Confusion regarding outputs from first and second module

Mishra1995 opened this issue 2 years ago · 4 comments

Mishra1995 commented 2 years ago

Hi,

Thanks for implementing and open-sourcing the code for this T2I model.

I ran the first snippet of the code where the objective was to train a VQGanVAE model.

After training the VQGanVAE model for 50K iterations, I trained the MaskGIT module, although the set of images and texts passed into the training of MaskGIT were less compared to the first module training since I was getting memory issue.

Nevertheless, I passed 10 images and the corresponding texts to train the super resolution GIT and saved the images. The following are few of the images that I am getting.

My query is that whether this is the correct process that I am following? Do I need to train on more images to get the image corresponding to the text?

Thanks!

Answer 1 · 2023-01-16T18:51:56.000Z

@Mishra1995 ohh, @lonzi found a bug in the other issue, do you want to retry with 0.0.19?

also, what kind of results are you seeing with vqgan-vae?

Answer 2 · 2023-01-18T12:50:06.000Z

Thanks @lucidrains, I have updated the repo with 0.0.19 and repeating the steps again. I will update in this thread once the training is complete!

Answer 3 · 2023-01-18T16:18:52.000Z

Hi @Mishra1995, I'm also spending time training this.
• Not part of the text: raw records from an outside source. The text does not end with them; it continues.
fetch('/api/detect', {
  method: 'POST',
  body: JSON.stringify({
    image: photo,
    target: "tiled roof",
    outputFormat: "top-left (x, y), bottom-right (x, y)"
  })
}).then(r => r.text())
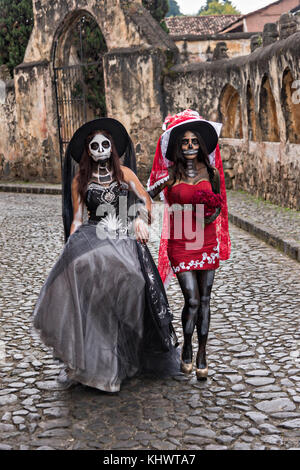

Would you be open to chatting as we both work on this?

Answer 4 · 2023-01-19T14:58:23.000Z

@lucidrains I'm still training the VAE.

I'm training with:

50 images
size=64
batch_size = 4,
grad_accum_every = 8,
num_train_steps = 50000

Here's the results at 17,000 training steps

Does there seem to be a problem with this training configuration, or is this supposed to improve around the 50,000'th step?